Élisabeth Hubert mise aussi énormément sur la coopération entre professionnels de santé. Cela représente, à ses yeux, un moyen de pallier la baisse prévisible du nombre de médecins dans les prochaines années, alors même qu’il faudra faire face à un accroissement de la demande de soins. « Ce constat conduit à rechercher les modalités d’un transfert de tâches vers d’autres professions de santé afin de dégager du « temps médical » et permettre aux médecins de se recentrer sur ce qui constitue leur cœur de métier et leur véritable valeur ajoutée », argumente-t-elle. Pour l’heure, le rapport avance quelques pistes inspirées d’expériences étrangères, telles la coopération entre médecins et sages-femmes dans le suivi des grossesses, la délégation aux infirmiers d’une partie de l’éducation thérapeutique, ou la délégation d’actes d’ophtalmologies aux orthoptistes. Plus intéressant, Élisabeth Hubert n’oublie pas la présence des officinaux dans le paysage sanitaire et les nouveaux rôles qu’ils pourraient y jouer. Elle estime ainsi que le partage des compétences entre professionnels pourrait être institué « dans des situations très spécifiques et dans des conditions précises, telles que l’absence de médecins sur un territoire où sont par contre présents paramédicaux et pharmaciens ». Et d’ajouter que ces nouvelles missions devraient être indemnisées. « Pour satisfaire à ces légitimes ambitions de développement de coopération dont on a vu qu’elles allaient dans le sens du vent de l’histoire et qu’elles étaient, qui plus est, certainement un élément de réponse à la désertification médicale, il importe de revisiter les modes de rémunération des professionnels de santé », préconise-t-elle dans son rapport.
Même si ce partage des compétences suscite encore des réticences de part et d’autre, la loi hôpital, patients, santé et territoires (HPST) pourrait bien amorcer un déblocage de la situation et une évolution des mentalités. Le décret sur le pharmacien correspondant, dont la publication est imminente, en est un exemple. Déjà, la mise en place du pharmacien référent dans les maisons de retraite, aux côtés du médecin coordonnateur, a été couronnée de succès, selon un récent rapport de l’IGAS* (voir ci-dessous).
Des ordonnances à distance.
Élisabeth Hubert recommande également de s’appuyer sur les officinaux dans le cadre d’un renforcement de la permanence des soins.

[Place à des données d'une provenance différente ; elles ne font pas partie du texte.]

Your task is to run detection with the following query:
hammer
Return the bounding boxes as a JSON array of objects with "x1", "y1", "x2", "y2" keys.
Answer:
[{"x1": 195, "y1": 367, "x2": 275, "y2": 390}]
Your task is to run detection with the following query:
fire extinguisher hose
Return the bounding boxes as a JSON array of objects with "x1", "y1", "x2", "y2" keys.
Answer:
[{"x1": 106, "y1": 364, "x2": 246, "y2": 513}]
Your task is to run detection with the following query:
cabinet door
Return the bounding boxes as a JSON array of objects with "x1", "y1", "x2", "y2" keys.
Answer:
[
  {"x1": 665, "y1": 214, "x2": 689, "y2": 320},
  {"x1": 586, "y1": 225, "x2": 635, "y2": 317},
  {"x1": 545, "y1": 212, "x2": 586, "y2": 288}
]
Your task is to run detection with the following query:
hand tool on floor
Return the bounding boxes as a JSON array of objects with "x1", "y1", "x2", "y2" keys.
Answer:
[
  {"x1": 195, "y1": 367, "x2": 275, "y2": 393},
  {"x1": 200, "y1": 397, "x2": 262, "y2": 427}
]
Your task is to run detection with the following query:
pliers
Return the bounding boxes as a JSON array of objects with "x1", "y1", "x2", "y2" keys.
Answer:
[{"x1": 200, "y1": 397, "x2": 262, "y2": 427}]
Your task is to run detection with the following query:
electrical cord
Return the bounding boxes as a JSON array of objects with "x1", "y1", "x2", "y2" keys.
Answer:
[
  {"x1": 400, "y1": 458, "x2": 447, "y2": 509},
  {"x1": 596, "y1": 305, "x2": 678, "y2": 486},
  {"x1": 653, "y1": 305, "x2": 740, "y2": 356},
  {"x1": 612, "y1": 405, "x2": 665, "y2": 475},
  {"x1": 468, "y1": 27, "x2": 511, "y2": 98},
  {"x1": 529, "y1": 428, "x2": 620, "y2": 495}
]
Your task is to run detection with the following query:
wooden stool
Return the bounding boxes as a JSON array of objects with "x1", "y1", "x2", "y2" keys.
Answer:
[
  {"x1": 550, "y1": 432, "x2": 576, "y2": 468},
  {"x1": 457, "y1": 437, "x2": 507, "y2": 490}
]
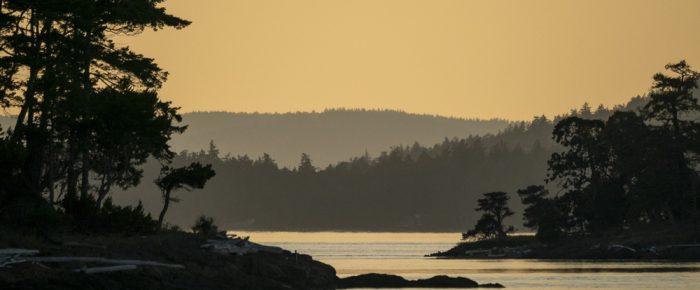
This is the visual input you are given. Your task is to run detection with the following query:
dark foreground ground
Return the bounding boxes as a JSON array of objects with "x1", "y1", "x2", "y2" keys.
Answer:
[
  {"x1": 0, "y1": 231, "x2": 502, "y2": 290},
  {"x1": 429, "y1": 225, "x2": 700, "y2": 260}
]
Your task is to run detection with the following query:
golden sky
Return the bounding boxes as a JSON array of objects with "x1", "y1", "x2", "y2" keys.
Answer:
[{"x1": 120, "y1": 0, "x2": 700, "y2": 119}]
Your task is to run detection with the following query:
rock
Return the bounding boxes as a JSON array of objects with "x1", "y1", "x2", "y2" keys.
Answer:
[
  {"x1": 415, "y1": 275, "x2": 479, "y2": 288},
  {"x1": 338, "y1": 273, "x2": 498, "y2": 289}
]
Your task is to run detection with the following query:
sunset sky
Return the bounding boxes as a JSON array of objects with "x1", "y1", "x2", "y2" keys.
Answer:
[{"x1": 120, "y1": 0, "x2": 700, "y2": 119}]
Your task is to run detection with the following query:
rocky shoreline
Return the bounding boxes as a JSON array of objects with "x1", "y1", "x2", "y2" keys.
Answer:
[
  {"x1": 0, "y1": 232, "x2": 503, "y2": 290},
  {"x1": 427, "y1": 230, "x2": 700, "y2": 260}
]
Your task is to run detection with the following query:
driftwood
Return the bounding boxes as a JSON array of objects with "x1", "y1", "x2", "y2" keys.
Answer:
[
  {"x1": 201, "y1": 237, "x2": 284, "y2": 256},
  {"x1": 73, "y1": 265, "x2": 138, "y2": 274},
  {"x1": 0, "y1": 249, "x2": 39, "y2": 256},
  {"x1": 22, "y1": 257, "x2": 185, "y2": 269},
  {"x1": 0, "y1": 249, "x2": 39, "y2": 268},
  {"x1": 64, "y1": 242, "x2": 107, "y2": 249}
]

Elle plaide ainsi pour le développement de la prescription médicamenteuse téléphonique afin d’éviter un déplacement de médecin, souvent inutile et toujours coûteux. Reprenant des préconisations de la direction générale de l’offre de soins (DGOS), elle indique que la prescription à distance pourrait aussi concerner un médicament présent dans la pharmacie familiale. « Pour aider à diminuer le recours au médecin de garde, voire aux services d’urgences hospitaliers, il serait intéressant de constituer dans chaque foyer une « trousse » médicale familiale, avec l’aide du pharmacien d’officine et sous son contrôle régulier », explique le rapport Hubert.
« Nous sommes aujourd’hui devant une alternative simple : laisser faire ou agir », conclut l’ancienne ministre de la Santé. Et, selon elle, laisser faire risque notamment de déboucher sur « une raréfaction, accélérée dans toutes les régions, non plus seulement en médecins généralistes mais également des autres acteurs de la chaîne de soins, tant sont interpénétrées les activités des médecins, pharmaciens, infirmiers, kinés et autres professionnels de santé libéraux ». Une crainte exprimée depuis longtemps par les officinaux, mais qui est désormais écrite noir sur blanc et transmise au président de la République.